IMF'siz gelen başarıya takdir
Abone olAB Komisyonu "Türkiye'nin IMF kaynağı kullanmadan krizden tek başına çıkması en büyük başarıdır" dedi.
Avrupa Birliği (AB) Komisyonu, Türkiye'nin Uluslararası Para
Fonu (IMF) kaynağı kullanmadan küresel krizi tek başına
göğüsleyebilmesinin "en büyük başarı" olduğunu belirtti.

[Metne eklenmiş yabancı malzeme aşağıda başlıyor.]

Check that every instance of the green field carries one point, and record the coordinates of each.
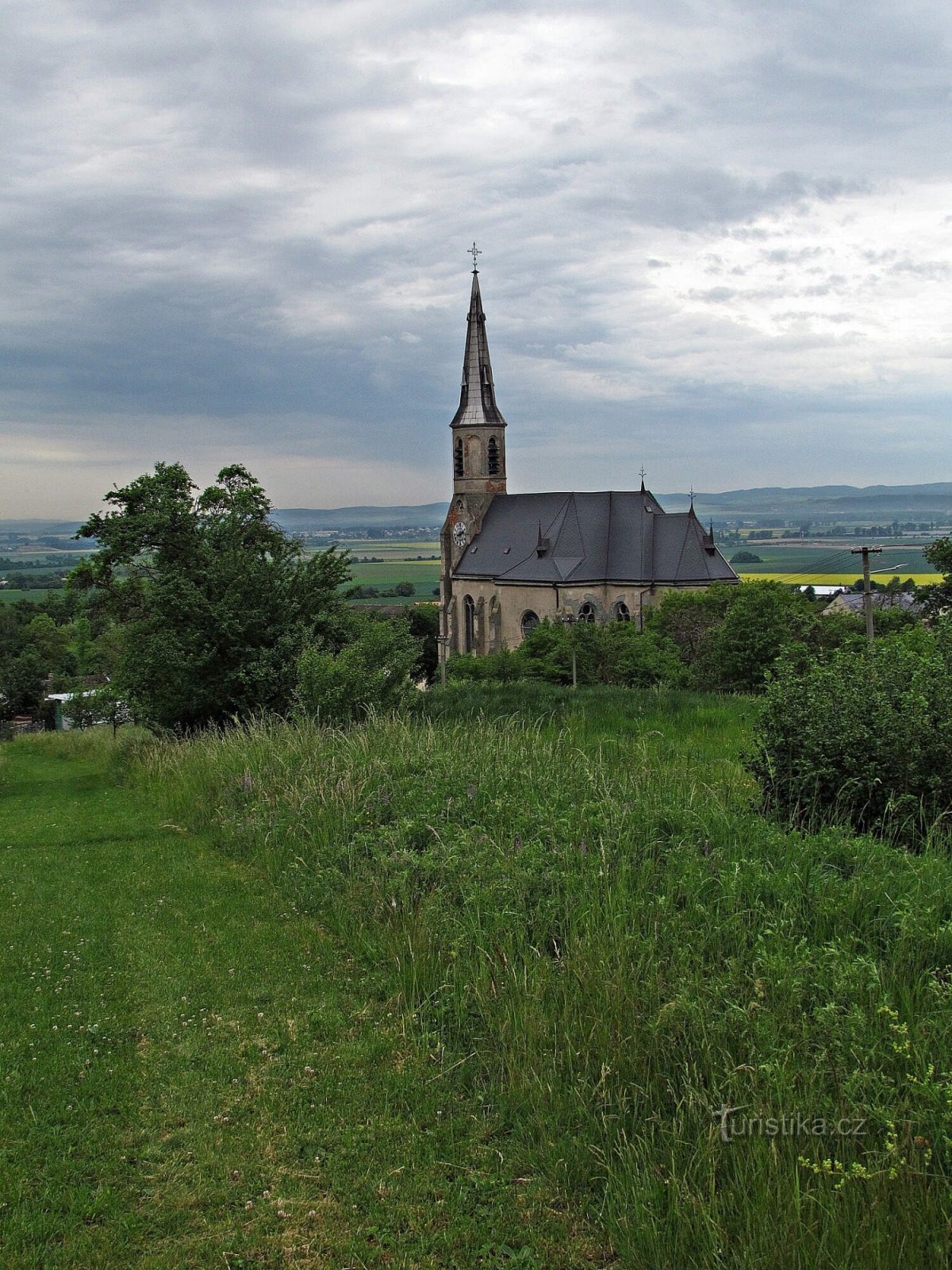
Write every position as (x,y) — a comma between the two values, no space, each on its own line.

"Türkiye'de büyüme ve ekonomik kriz: Çalkantılı dönem geride mı
kalıyor?" başlıklı raporunda II. Dünya Savaşı'ndan bu yana Türk
ekonomisini analiz eden AB Komisyonu, 2002 yılına kadar "zayıf ve
kırılgan" kalan Türkiye'nin ekonomik göstergelerde son 7 yılda
sonra gerçek anlamda AB'yi yakalama sürecine girdiğini
bildirdi.
Kişi başına düzen milli geliri 1950-1960 döneminde yılda ortalama
yüzde 3,3 artıran Türkiye'nin hızının 1960-1973 döneminde yüzde
3'e, 1973-1990 döneminde yüzde 2,2'ye ve 1990-1998 döneminde yüzde
2,4'e gerilediğine dikkati çekilen raporda, 1950-1998 döneminde
Türkiye'de yıllık ortalama yüzde 2,7 düzeyinde gerçekleşen kişi
başına düşen milli gelir artışının aynı dönemde Portekiz'de yüzde
3,9, Yunanistan'da yüzde 3,7, İspanya ve İtalya'da yüzde 3,4,
Almanya'da yüzde 3,3 ve Fransa'da yüzde 2,8'i bulduğu
kaydedildi.
AB Komisyonu Ekonomik ve Mali İşler Genel Müdürlüğü'nce hazırlanan
belgede "II. Dünya Savaşı'ndan 2001 ekonomik krizinin sonuna kadar
Türkiye'nin gelişmiş ekonomilere yakınlaşması zayıf ve kırılgan
oldu. Düşük verimlilik artışı ve 1970'lerdeki göreceli durgunluk en
başta ithal ikamesi, tarımsal destekleme ve kaynakların uygun
dağılmamasıyla sonuçlanan devlet planlı ekonomi politikalarının
sonucuydu. 1980'lerde reform ve serbestleşme adımlarına rağmen
ekonominin büyümesine, yetersiz makroekonomik politikalar ve zayıf
kurumsal ve yasal ortamda mali sektörün (rekabete) açılması
nedeniyle tekrarlayan krizler darbe vurdu. Oynak büyüme modeli,
2001'de ekonominin reel olarak yüzde 5,7 daralmasıyla, Türk
Lirası'nın hızla değer kaybetmesiyle ve sabit kur sisteminden
dönülmesiyle sonuçlanan krizle iflas etti" tespiti yapıldı.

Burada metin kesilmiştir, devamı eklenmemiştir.